Unsettling Colour Lines at Home and Away
“School Begins” and U.S. Imperialism in the Philippines
On 22nd February, the School of Humanities invited independent scholar, Dr. Brian Shott, to present his ongoing research on “Schooling Filipinos: U.S. Empire, ‘Jim Crow Colonialism’, and the Pacific’s Unstable Colour Lines”. The centrepiece of his seminar was a political cartoon by the artist Louis Dalrymple titled “School Begins”, which was published in the American humour magazine Puck on 25th January 1899, not long before the outbreak of the Philippine–American War. It depicts Uncle Sam as a teacher and disciplinarian in a one-room schoolhouse, and seated at the front of the class are four simian-like and unhappy-looking children. The sashes they wear identify them as “Philippines”, “Hawaii”, “Porto Rico”, and “Cuba”. Dr Shott explained that this image is a divisive one—viewers and historians alike have difficulty classifying it as either pro- or anti-imperialist. However, it is precisely this ambiguity that makes Dalrymple’s cartoon a “mirror” for the complex issues being discussed in the U.S. at the time, particularly the discordance between the benevolent assimilation of Filipinos and the racial inequalities occurring on home soil.
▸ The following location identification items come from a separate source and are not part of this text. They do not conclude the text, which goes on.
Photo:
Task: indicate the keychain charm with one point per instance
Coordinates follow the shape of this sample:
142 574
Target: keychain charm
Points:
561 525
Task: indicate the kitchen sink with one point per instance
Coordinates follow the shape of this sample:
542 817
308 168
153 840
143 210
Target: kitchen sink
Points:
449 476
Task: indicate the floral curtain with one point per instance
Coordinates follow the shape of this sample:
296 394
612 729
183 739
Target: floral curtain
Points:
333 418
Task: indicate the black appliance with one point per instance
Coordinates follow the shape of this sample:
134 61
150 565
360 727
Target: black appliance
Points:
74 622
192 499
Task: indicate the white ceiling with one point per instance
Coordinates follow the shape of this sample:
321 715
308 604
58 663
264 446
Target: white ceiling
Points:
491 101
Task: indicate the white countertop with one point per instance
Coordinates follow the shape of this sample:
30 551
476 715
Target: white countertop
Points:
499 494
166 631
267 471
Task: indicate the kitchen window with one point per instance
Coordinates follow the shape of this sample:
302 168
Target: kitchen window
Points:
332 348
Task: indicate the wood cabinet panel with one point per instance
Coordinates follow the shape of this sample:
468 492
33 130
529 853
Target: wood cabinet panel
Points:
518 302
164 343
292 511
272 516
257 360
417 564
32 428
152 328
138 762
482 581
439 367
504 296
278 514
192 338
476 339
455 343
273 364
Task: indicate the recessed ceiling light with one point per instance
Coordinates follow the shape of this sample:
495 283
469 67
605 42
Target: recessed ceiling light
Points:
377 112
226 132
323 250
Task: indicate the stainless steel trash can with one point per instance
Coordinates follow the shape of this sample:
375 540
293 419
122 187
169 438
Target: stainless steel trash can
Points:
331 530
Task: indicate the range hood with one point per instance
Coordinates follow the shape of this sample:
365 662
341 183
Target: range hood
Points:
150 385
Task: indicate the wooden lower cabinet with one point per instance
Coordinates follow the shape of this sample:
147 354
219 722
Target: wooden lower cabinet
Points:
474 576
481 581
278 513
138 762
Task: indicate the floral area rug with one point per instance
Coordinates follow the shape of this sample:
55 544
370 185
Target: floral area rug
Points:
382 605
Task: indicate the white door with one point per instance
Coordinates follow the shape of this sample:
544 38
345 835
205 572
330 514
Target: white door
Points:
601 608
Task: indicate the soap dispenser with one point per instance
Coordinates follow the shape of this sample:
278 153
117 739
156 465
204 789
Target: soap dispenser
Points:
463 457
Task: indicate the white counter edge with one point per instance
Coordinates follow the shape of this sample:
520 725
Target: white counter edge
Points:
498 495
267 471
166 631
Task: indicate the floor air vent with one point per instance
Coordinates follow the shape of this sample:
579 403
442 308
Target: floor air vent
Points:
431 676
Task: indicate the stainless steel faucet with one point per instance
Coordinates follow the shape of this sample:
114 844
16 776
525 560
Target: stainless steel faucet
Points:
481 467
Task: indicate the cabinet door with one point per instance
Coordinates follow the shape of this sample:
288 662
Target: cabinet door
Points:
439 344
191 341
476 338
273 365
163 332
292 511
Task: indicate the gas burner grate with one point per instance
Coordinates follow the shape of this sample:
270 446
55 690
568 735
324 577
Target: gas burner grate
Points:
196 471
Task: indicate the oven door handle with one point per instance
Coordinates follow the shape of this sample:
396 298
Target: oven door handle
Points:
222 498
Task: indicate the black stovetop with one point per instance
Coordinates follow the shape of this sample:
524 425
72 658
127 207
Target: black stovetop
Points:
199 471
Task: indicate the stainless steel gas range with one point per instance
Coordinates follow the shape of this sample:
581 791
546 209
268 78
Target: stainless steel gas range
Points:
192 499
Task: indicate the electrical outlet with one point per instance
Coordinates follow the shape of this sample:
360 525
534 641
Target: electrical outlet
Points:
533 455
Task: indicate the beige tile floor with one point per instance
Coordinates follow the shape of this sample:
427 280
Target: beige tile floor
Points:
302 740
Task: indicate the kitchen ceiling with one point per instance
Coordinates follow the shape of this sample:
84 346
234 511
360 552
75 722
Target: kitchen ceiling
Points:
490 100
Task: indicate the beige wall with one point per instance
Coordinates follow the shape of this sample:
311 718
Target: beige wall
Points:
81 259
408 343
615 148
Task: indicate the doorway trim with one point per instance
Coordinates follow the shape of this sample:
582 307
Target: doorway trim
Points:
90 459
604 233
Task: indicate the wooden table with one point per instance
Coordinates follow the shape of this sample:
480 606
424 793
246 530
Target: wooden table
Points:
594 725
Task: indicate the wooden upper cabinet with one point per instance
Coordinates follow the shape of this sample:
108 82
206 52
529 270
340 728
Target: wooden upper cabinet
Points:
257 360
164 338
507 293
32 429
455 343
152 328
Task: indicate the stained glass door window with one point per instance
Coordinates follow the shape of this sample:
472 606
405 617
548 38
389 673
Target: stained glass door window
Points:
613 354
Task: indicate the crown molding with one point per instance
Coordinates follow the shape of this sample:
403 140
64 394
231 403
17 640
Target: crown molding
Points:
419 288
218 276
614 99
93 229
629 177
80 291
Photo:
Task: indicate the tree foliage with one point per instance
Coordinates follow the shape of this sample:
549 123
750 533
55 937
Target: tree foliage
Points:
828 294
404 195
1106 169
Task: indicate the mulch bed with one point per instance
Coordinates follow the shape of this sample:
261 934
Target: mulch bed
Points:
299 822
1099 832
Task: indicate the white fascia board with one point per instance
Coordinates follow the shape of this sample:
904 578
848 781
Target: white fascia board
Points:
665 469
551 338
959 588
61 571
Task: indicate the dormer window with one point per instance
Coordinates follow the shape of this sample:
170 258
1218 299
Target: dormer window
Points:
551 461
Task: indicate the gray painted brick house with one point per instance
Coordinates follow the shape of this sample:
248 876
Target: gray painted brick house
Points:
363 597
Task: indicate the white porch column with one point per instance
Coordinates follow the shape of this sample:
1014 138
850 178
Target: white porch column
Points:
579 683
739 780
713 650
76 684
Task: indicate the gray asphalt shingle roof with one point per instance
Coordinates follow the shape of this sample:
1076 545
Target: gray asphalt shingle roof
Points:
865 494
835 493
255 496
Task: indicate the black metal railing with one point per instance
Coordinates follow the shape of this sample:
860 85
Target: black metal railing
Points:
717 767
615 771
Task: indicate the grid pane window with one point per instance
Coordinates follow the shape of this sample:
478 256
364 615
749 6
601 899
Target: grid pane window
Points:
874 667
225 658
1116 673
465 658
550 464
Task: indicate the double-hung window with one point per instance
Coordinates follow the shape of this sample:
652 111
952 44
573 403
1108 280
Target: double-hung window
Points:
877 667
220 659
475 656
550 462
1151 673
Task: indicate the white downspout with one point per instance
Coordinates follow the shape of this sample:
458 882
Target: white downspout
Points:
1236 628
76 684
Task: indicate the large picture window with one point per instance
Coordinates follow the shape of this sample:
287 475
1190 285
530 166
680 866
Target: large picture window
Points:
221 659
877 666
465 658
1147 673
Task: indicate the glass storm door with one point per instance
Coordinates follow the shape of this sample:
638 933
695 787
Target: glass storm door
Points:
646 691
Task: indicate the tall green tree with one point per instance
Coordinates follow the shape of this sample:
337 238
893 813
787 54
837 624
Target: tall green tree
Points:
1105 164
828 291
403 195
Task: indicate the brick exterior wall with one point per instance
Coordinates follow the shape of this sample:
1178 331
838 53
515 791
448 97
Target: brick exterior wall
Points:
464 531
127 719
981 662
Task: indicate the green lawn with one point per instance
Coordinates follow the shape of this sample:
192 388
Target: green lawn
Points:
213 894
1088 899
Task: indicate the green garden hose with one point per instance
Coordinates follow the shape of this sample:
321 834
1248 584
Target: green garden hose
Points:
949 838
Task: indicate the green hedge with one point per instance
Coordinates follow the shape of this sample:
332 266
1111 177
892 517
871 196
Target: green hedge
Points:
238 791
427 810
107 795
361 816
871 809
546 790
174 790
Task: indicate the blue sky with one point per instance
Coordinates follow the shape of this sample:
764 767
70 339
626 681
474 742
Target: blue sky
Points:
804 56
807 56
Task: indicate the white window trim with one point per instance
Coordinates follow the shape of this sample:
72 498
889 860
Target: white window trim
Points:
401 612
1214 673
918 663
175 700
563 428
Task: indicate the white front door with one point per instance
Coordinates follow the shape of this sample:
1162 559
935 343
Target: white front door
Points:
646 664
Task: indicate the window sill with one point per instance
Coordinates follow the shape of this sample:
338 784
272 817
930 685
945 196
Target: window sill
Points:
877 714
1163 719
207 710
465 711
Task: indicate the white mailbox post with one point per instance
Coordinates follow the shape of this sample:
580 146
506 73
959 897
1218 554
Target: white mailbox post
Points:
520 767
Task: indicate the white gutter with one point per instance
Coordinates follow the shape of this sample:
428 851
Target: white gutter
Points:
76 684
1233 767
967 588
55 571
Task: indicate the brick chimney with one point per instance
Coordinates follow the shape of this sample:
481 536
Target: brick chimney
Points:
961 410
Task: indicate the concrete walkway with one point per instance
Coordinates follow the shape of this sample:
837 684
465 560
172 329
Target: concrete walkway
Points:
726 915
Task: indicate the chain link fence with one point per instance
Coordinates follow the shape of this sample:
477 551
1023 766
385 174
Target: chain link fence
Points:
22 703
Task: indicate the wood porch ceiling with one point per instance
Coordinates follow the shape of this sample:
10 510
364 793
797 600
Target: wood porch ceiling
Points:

In Dr. Shott’s analysis of “School Begins”, he points out how imperialist values are simultaneously propagated and called into doubt. On first looking at the cartoon, Uncle Sam seems to back then-President William McKinley’s altruistic notion of benevolent assimilation towards the U.S. colonies; he tells the four children: “[Y]ou’ve got to learn these lessons whether you want to or not! But just take a look at the class ahead of you, and remember that, in a little while, you will feel as glad to be here as they are!” The “class ahead” refers to the white children sitting behind the ‘newcomers’, who are drawn in a different art style. Above them is a placard filled with what appear to be pro-imperialist statements, such as: “The consent of the governed is a good thing in theory, but very rare in fact”.
However, seated near—but separate from—these children is a Native American student drawn as a caricature like as the four newcomers. He is reading a textbook upside-down and the alphabet is written in the wrong order on its cover. As the first colonial subject of the U.S.A., the Native American here calls into question the promise of colonial “education”—can the Philippines, Hawaii, Puerto Rico, and Cuba truly attain “whiteness”, “Americanness”, or racial equality, when it is evident that the Native American has not? Dr. Shott’s historical framework draws attention to additional disconnects between U.S. interests abroad and the rigid colour lines at home by paying particular attention to other liminal figures in Dalrymple’s cartoon: the Chinese and the African-American. In the doorway stands a caricature of a Chinese boy, and it is unclear whether he will enter the schoolroom or is meant to stay outside. Dr. Shott identifies this figure as a representative of the Chinese Exclusion Act (1882), once again inviting viewers to scrutinise how imperialist values face up to societal reality. The lone African-American figure in the schoolroom, also drawn as a caricature, appears to be even more of a liminal subject. He looks older than the other children and is smiling as he cleans the windows. Is he a truly a janitor, or is he, in fact, also a graduate of Uncle Sam’s school? Both possibilities are problematic and suggestive of the limits of assimilation under “American values”. Moreover, according to Dr. Shott, this figure signifies the Disenfranchisement that black citizens experienced long after slavery was abolished in 1865.
Through his critical engagement with Dalrymple’s “School Begins”, Dr. Shott delved into the numerous historical currencies that informed the issues the cartoon intersects. He devoted a significant portion of time to the affinities that African-American soldiers stationed in the Philippines found between themselves and Filipino nationalist rebels. Both groups saw themselves as victims of U.S. imperialism and black soldiers saw that they had the opportunity for a “dignified coloured life” in the Philippines. Many black soldiers defected and joined the Filipino insurgency but many also served as spies as the U.S. military exploited these racial affinities. African-American newspapers like The Colored American reported that the race question was rapidly solving itself in the colony. However, there were also concerns in the U.S. regarding the status and treatment of Filipinos—in 1903, the African-American civil rights leader Booker T. Washington called Filipinos as a new race problem, and presented a case for categorising the Filipino as black. It seems that while U.S. imperialism can be argued to have reinforced colour lines, it is evident that empire also unsettled previously rigid notions of race.
Dr. Shott concluded his rich and thought-provoking presentation with an appeal to historians to consider “a wider conception of citizenship”. During the lively question-and-answer session, seminar attendees discussed nineteenth-century America as the newcomer to a larger “tradition” of European empire, and the ability of satirical cartoons to reflect not only political issues but resist problematic social values. While “School Begins” can be interpreted as an ambiguous record of the debates surrounding race and U.S. imperialism, the question: “who is in and who is out of Uncle Sam’s schoolhouse?” continues to plague the nation.
Patricia Karunungan is an MA student with the Division of English.